Im Streitfalle spricht nun nichts dafür, daß das durch die angeführten Bestimmungen angeordnete Schiedsgericht nur eine den Verein selbst vertretende, in seinem Namen und in seinem Interesse handelnde Vereinsstelle wäre, vielmehr rechtfertigen die näheren Umstände die gegenteilige Auffassung: es handelt sich hier um einen Verein mit juristischer Persönlichkeit, eigenem Vermögen und einer großen Anzahl von Mitgliedern, deren Sitze über ganz Deutschland verteilt sind, zwischen denen also offenbar keine näheren persönlichen Beziehungen bestehen, wozu noch kommt, daß der Vorsitzende des Schiedsgerichts ein außerhalb des Vereins und seiner Interessen stehender Rechtskundiger sein muß.

In dieser Richtung erhebt übrigens die Revision keine besonderen Angriffe; sie beruft sich vielmehr hauptsächlich auf § 9 der Schiedsgerichtsordnung, welcher lautet:

Will ein Mitglied des Verbandes, das in der eingereichten Klage eine Zuwiderhandlung gegen ein anderes Mitglied behauptet, die Rolle des Klägers in dem schiedsrichterlichen Verfahren nicht übernehmen, so hat der Vorsitzende des Schiedsgerichts unter Geheimhaltung des Namens des Klägers summarische Erhebungen, insbesondere durch Einsicht in die Geschäftspapiere der Parteien, anzustellen und darüber dem Schiedsgerichte zu berichten. Erscheinen diesem hiernach die Behauptungen des anklagenden Mitglieds glaubhaft gemacht, so hat der Vorstand des Verbandes, dem der Vorsitzende des Schiedsgerichts die Akten zu diesem Zwecke vorzulegen hat, die Klage gegen das zuwiderhandelnde Mitglied zu erheben.

Erachtet indes das Schiedsgericht die Behauptung des anklagenden Mitglieds nicht für glaubhaft gemacht, so ist diesem davon mit dem Anheimgeben Mitteilung zu machen, unter Hervortretung mit seinem Namen Klage gegen das zuwiderhandelnde Mitglied zu erheben.. Ein weiteres Rechtsmittel steht dem anklagenden Mitgliede gegen den ablehnenden Bescheid des Schiedsgerichts nicht zu.

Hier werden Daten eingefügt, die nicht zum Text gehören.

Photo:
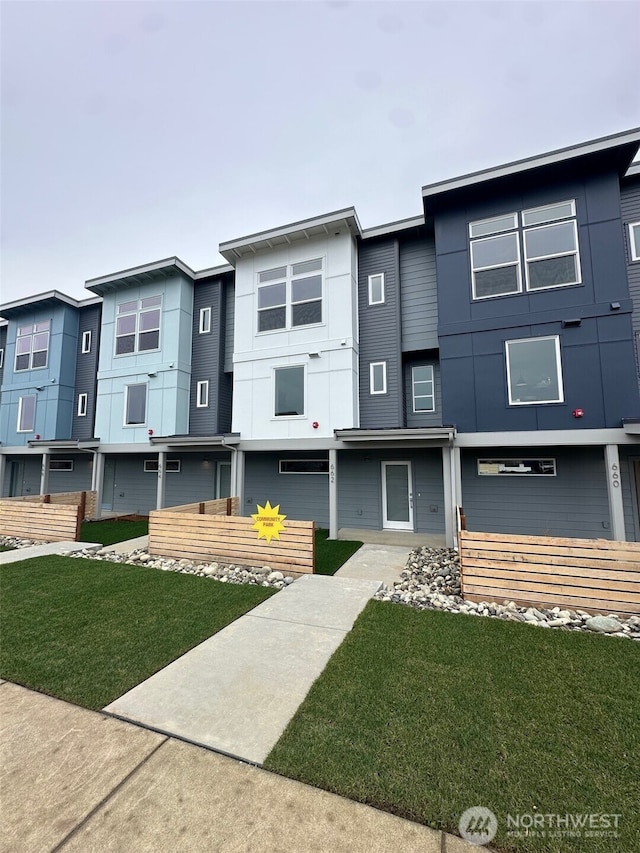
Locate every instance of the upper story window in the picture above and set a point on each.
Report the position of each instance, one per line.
(138, 325)
(543, 239)
(376, 289)
(290, 296)
(32, 346)
(534, 371)
(634, 240)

Aus diesen Bestimmungen will die Revision die Schlußfolgerung ziehen, daß das Schiedsgericht nicht die für sein Richteramt erforderliche Selbständigkeit gegenüber dem Vereine besitze, weil ihm dort eine ständige Mitwirkung bei der Verfolgung der Interessen des Vereins im Zusammenwirken mit dem Vereinsvorstand übertragen sei, so daß es als Organ des Vereins angesehen werden müsse, wenn es auch in der Satzung (§ 6) unter den Organen des Vereins nicht mitaufgeführt sei. Der Revision kann zugegeben werden, daß es nicht ausschlaggebend darauf ankommt, ob das Schiedsgericht von der Satzung als Organ des Vereins bezeichnet wird, oder ob sonst die Bezeichnung Organ des Vereins auf die als Schiedsgericht berufene Stelle mit mehr oder weniger Recht angewendet werden kann. Es ist vielmehr sachlich zu prüfen, ob jener Stelle das erforderliche Maß von Selbständigkeit gegenüber dem Vereine zukommt. Der Inhalt des § 9 gibt aber nach der nicht zu beanstandenden Anschauung des Berufungsgerichts keinen Anlaß, diese Frage zu verneinen, um so weniger als die dort dem Schiedsgericht und seinem Vorsitzenden übertragenen Aufgaben von anderer als rein rechtsprechender Art auf einem Gebiete liegen, das für Streitigkeiten, wie sie hier in Rede stehen, gar nicht in Betracht kommt. ...

2.

Ein weiterer Revisionsangriff betrifft die Frage, ob die Bestimmung des § 5 der Satzung über die Wirksamkeit der Austrittserklärung (im Wortlaute wiedergegeben im früheren Reichsgerichtsurteile) wegen Verstoßes wider § 39 Abs. 2 BGB. nichtig sei.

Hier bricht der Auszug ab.